Mandate mad(ness)

| 18 Jan 2024 | 12:02

    Two recent letters regarding COVID-19 mandates caught my eye.

    Mr. (Jonathan) Leroux worries that we will forget the tyranny of our government during the COVID-19 crisis.

    I wonder if he has forgotten the more than 1 million Americans who died of the disease (more than World War I, World War II, Korean War and Vietnam War combined) and the overflowing hospitals and morgues at the time.

    I also wonder what “evidence (of lies) is being revealed” that he doesn’t provide any details of.

    I also wonder how many people who quit their jobs in protest of mandates were actually vindicated in some way, considering that they probably lost wages, and there has been no Ah-Ha! moment when vaccines were discovered to be unsafe. (Ironically, with 270 million Americans vaccinated, the COVID-19 vaccine has been more extensively tested than almost any other new medication that people take without question when prescribed by their doctors.)

    In contrast, Mr. (Chris) Gluchoski better defines the role of government.

    Our government wasn’t created overnight by a group of crazy liberals.

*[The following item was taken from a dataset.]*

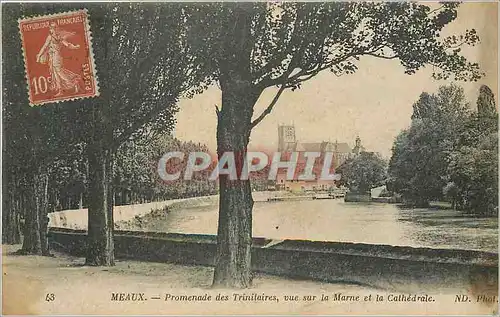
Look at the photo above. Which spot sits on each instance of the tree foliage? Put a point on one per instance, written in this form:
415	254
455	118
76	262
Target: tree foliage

Our government and laws have been developed over centuries by different political parties for the basic reason that people just can’t get along without them.

    The bigger and more diverse our society gets, the more laws we need to keep it on the rails. Some personal freedom has to be traded for personal safety, and we can’t each pick and choose which laws personally benefit us and ignore the ones that don’t.

    If wearing a piece of cloth on your face or driving under the speed limit to help protect your neighbors is too restrictive or burdensome for you, then Mr. Leroux’s advice is good: Just quit society.

    If you want the freedom to do whatever you want, live off the grid (maybe on a private island or pirate ship in international waters), self-sufficient and alone.

    If he is correct, you will eventually be vindicated when our society of liberal zombies collapses due to infection control and slow driving.